Of the compounds VIII, 2,2,4,4-tetramethyl-7-oxa-3,20-diaza-21-oxodispiro[5.1.11.2]heneicosane is particularly preferred and, of the compounds IX, lauryl acrylate.

An aromatic hydrocarbon which is liquid at room temperature, such as, for example, toluene, xylene or mesitylene, is used as a solvent for the process according to the invention. Xylenes (o-, m- and p-) and toluene, in particular o-xylene, are preferred. Mixtures of these aromatic hydrocarbons can also be used.

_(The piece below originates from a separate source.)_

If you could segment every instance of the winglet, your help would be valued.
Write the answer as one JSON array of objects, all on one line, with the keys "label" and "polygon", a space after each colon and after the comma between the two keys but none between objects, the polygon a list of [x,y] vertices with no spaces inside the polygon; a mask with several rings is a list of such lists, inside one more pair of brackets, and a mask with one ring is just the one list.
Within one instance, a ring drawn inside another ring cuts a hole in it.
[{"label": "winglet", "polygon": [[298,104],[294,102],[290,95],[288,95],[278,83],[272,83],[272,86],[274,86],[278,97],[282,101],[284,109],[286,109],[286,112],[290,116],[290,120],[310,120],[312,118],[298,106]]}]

The catalyst of the formula X is used in an amount of 1 to 10 mol %, relative to a compound of the formula VIII, preferably in an amount of 1 to 5 mol %, in particular in an amount of 2 to 4 mol %. The catalysts of the formula X are the alkali metal salts of the compounds VIII, preferably their lithium salts, sodium salts or potassium salts, in particular sodium salts.

The catalyst is prepared in a known manner by reacting a compound VIII with an alkali metal in an inert solvent, preferably in toluene or xylene. After separating off the solvent, the catalyst can be used as an isolated solid or, without separating off the solvent, in the form of a suspension or a solution.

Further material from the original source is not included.